黎明期は1970年代の児童館条例で制度化された時期であり、第1種児童館(120㎡)・第2種児童館(市電車両を活用したもの)があった。
成長期は、量的拡大の時期である。当時の児童館は子どもの遊び場としては狭く、運営は地元に委託し、職員は近所のパートの主婦と学生アルバイトが担っていた。
最初の転換点には二つの事情があった。
一つは学童保育の子どもたちが学童保育の中だけで遊ぶことにより、地域の子どもたちに溶け込みにくくなるという弊害が一部に生じたことである。そこから児童館で学童保育事業を行う「一元化児童館」方向へつながっていった。当時は今よりも国と自治体が政策コミュニティーとして協働できた時代であり、この考え方は厚生省でも「都市型児童館」という制度になり補助金拡充へつながった。
二つ目は働いている方々の処遇改善である。将来展望を持ちにくい固定給制から、定期昇給のある給料表制へ移行された。
第二の転換点は受託者の大規模化だった。
それまでは多数の施設が各種地域団体の方々による運営委員会で運営されており、行政担当者は育友会をはじめ地域の諸団体に足を運び、運営委員会設立をお願いして回った。我々担当者はそれを地域と行政の連携構築の一環と考えていた。しかしその後「効率化」が優先され、一つの事業者が多数の事業所を運営するようになり、受託者は大規模化していった。

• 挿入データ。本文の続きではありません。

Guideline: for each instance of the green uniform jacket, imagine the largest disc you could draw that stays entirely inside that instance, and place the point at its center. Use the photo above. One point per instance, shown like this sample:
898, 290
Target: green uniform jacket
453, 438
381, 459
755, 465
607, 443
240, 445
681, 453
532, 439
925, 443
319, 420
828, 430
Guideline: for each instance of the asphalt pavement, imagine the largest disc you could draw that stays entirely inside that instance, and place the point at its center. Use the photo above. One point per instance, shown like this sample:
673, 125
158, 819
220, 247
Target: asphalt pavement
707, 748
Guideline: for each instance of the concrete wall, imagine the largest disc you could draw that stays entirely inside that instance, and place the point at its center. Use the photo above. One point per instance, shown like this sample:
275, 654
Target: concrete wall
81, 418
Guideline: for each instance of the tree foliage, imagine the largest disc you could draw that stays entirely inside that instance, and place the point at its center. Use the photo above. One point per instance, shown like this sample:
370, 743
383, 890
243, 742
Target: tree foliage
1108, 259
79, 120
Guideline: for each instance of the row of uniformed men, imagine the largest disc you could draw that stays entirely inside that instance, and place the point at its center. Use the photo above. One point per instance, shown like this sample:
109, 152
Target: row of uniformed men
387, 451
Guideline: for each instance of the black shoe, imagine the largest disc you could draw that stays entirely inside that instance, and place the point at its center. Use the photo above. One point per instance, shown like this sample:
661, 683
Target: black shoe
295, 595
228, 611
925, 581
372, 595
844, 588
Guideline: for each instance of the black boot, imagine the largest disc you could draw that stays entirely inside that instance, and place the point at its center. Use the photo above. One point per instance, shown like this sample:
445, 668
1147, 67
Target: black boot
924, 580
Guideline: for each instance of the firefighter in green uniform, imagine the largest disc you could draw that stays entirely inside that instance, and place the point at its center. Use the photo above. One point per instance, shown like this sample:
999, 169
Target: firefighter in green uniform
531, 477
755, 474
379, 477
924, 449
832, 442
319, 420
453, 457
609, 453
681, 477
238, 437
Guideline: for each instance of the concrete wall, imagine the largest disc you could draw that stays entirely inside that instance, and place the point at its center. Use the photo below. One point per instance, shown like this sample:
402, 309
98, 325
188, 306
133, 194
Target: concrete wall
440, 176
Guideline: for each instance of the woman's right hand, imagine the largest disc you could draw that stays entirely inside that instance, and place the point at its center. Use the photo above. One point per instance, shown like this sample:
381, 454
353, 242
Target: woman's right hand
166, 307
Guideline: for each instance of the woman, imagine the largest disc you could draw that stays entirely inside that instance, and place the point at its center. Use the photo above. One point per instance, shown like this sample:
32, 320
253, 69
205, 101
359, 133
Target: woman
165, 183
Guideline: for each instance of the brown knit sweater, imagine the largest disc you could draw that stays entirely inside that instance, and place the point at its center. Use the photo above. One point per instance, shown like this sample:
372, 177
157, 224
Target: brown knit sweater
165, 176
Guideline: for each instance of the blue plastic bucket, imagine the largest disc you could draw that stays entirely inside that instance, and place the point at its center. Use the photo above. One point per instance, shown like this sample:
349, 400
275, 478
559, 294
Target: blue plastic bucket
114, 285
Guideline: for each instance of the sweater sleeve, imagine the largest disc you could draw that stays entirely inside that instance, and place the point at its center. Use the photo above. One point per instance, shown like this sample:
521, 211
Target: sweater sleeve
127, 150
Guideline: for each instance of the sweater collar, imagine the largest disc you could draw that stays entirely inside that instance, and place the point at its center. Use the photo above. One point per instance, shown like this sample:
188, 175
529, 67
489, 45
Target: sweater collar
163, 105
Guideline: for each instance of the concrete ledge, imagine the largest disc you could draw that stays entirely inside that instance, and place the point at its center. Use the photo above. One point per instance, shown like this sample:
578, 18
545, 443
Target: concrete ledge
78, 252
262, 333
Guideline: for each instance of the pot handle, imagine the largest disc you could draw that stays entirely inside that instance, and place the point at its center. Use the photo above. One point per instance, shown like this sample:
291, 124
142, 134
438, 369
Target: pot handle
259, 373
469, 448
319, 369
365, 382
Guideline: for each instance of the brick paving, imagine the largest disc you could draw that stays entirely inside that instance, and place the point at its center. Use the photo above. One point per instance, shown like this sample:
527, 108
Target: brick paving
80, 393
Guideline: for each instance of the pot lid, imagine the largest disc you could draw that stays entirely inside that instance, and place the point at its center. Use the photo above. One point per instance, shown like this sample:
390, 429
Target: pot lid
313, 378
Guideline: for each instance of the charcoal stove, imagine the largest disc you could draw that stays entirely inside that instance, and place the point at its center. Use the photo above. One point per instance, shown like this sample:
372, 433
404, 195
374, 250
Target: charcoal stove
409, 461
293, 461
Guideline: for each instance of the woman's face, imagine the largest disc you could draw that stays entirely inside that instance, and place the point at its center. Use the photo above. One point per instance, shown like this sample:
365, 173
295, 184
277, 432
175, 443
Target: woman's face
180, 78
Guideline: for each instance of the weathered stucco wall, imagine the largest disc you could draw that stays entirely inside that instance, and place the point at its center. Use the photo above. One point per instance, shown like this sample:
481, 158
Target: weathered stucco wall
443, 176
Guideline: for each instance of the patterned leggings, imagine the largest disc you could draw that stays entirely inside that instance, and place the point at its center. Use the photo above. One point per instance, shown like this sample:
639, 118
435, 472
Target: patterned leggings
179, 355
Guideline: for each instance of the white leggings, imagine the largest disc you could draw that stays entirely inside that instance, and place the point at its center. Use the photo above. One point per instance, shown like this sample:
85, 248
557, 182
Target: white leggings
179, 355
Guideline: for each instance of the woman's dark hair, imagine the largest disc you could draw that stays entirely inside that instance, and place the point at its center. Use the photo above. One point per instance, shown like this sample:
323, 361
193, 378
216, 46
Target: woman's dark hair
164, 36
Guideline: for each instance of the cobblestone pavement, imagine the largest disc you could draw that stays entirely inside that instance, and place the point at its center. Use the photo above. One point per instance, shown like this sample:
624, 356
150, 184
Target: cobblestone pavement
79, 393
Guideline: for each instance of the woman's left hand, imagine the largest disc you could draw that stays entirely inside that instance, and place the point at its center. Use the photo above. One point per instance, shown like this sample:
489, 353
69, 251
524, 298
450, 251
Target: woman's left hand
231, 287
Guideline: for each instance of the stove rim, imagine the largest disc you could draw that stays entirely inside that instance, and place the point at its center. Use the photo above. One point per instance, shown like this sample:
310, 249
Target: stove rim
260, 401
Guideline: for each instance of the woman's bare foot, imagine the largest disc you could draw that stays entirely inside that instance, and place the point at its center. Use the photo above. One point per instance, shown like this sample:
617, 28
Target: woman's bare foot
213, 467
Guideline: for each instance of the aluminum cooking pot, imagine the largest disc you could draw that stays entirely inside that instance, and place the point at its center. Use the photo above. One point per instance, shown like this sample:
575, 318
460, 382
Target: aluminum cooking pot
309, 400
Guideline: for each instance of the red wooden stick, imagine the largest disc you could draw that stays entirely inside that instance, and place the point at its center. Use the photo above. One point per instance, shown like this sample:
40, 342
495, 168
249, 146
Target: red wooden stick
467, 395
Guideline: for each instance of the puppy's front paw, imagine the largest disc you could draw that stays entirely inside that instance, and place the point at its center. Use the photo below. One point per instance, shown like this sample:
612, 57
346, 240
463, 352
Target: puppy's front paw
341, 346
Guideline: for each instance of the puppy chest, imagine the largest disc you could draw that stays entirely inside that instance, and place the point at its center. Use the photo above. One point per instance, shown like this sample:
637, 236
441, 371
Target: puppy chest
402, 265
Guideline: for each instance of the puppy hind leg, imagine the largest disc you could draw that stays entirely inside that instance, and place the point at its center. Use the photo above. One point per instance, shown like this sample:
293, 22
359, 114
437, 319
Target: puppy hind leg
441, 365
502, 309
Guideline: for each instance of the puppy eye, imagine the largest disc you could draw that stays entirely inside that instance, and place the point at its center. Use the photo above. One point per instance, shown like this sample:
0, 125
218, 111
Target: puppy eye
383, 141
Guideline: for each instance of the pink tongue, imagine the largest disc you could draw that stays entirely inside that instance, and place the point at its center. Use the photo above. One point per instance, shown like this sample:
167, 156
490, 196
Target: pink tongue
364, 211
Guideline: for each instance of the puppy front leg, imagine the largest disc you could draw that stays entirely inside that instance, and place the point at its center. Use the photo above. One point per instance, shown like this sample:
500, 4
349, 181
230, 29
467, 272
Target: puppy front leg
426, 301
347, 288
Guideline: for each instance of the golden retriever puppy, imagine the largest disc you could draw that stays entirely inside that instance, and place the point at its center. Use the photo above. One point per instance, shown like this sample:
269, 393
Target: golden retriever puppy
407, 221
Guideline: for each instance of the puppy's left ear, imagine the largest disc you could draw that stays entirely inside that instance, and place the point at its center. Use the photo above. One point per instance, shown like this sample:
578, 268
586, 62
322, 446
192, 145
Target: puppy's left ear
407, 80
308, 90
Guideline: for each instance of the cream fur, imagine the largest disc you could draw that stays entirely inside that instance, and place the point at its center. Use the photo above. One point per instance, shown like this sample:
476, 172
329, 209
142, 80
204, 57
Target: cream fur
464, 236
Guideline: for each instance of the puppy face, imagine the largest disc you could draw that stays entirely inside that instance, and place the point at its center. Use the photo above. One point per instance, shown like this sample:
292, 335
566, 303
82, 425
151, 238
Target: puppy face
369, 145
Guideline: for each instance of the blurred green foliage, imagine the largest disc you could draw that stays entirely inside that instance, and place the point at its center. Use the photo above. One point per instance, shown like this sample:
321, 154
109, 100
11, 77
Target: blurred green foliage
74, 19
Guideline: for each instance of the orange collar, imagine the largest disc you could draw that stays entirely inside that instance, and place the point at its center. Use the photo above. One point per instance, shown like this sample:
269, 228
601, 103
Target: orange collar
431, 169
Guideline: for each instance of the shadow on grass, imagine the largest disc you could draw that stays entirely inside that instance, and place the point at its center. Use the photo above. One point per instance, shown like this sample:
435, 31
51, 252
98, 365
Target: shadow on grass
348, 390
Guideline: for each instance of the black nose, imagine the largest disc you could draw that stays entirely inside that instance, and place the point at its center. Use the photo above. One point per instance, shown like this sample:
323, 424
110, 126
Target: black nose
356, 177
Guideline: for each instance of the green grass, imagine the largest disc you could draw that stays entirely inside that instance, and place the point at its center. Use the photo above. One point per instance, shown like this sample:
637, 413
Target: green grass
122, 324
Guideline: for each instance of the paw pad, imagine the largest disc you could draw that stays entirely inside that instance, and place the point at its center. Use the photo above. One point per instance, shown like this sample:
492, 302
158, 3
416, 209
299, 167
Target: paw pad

さらに元教育長の桝本氏が市長になって学校敷地の児童館への利用が受け入れられるようになり、新設が進んだのもこの時期である。地域との連携が課題となる中、児童館の地域開放も着手された。
現在のところ、京都市では大規模受託者とはいえ、主に社会福祉協議会や社会福祉協会が事業を担っている。これらは京都市と縁が深く地域とのつながりもある団体で、地域との関係は維持されていると考えられる。しかし、今後さらなる効率化を求めて指定管理者制度の運用が変われば地域との結びつきが弱くなることが懸念される。
振り返ると、一元化児童館の成果は、学童保育所と児童館の一体化によって地域との一体化をもたらしたこと。それから職員給与制度の確立である。保護者、労働組合、行政と運営団体が、対立する立場がありながらも話し合いを繰り返していった成果だと考えている。